De retour au village, il inquiéta sa servante par son agitation. Du reste, depuis qu’il avait reçu la lettre du notaire, il était tout changé à son égard. D’habitude, il commentait, pour elle, avec bonhomie, les menus incidents de l’existence et même faisait cas de ses avis dans les circonstances importantes. Maintenant un sentiment de défiance insolite l’obligeait de garder le secret sur l’héritage comme il s’était tu sur le motif de son déplacement. La vieille Eulalie ne méritait pourtant pas qu’il la soupçonnât d’indiscrétion ou de convoitise coupable. C’était une âme très pure et très simple qui, persuadée que le fait de servir un prêtre lui assurait le paradis à la fin de ses jours terrestres, n’eût pour rien au monde changé de condition. Sans récriminer, elle s’accommodait de la pénurie des ressources pour la cuisine et le confortable. La seule chose qui l’attristât, c’était de ne pouvoir assister les miséreux autant qu’elle l’aurait souhaité. Ayant souffert de la faim, avant que le curé la recueillît, elle gardait un souvenir si poignant de sa détresse ancienne qu’il lui arrivait de partager son écuelle de panade ou sa portion de ragoût avec les trimardeurs qui, comme on l’a dit, frappaient parfois à la porte du presbytère. Entre ceux-ci, il y en avait de fort mal famés, d’autres d’une saleté répugnante. Mais elle ne les jugeait pas : c’était des pauvres et cela suffisait à émouvoir sa charité. Et non seulement elle les secourait dans la mesure de ses moyens, mais elle égrenait de multiples chapelets pour les placer sous la protection de la Vierge : — Bonne Mère, disait-elle, ils ont des poux plein les cheveux et j’ai peur qu’ils n’en aient aussi dans l’âme. Délivrez-les des uns et des autres.

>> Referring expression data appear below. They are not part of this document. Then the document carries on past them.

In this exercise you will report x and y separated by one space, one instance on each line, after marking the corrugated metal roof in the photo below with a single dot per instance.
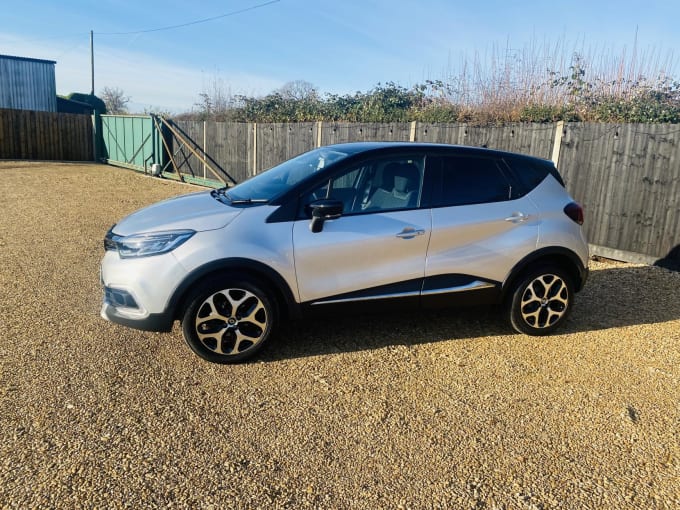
27 84
28 59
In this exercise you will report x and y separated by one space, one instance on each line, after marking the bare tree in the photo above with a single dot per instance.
115 99
298 90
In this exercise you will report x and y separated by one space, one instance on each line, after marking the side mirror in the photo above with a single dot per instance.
322 210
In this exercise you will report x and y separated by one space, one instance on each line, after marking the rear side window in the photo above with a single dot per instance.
531 172
467 180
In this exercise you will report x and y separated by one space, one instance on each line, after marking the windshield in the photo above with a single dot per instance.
267 185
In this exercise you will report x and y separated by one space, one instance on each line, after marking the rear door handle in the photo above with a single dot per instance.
517 217
410 233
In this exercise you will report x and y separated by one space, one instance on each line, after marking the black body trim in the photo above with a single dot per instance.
250 267
557 254
161 322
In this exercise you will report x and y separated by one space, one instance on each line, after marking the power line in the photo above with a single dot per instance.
196 22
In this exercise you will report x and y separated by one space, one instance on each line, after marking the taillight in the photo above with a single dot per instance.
575 212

L’abbé Dieuze aurait été bien inspiré de consulter cette humble amie de Jésus sur l’emploi de l’argent dont il venait d’être gratifié d’une façon tellement imprévue. Mais cet homme en péril ne pouvait plus y songer. Une tentation des plus sordides ne cessant de l’assiéger, son cœur était où était son trésor. Un être sombre, bas et tenace s’était installé en lui pour lui présenter sans trêve des pensées d’avarice et d’égoïsme.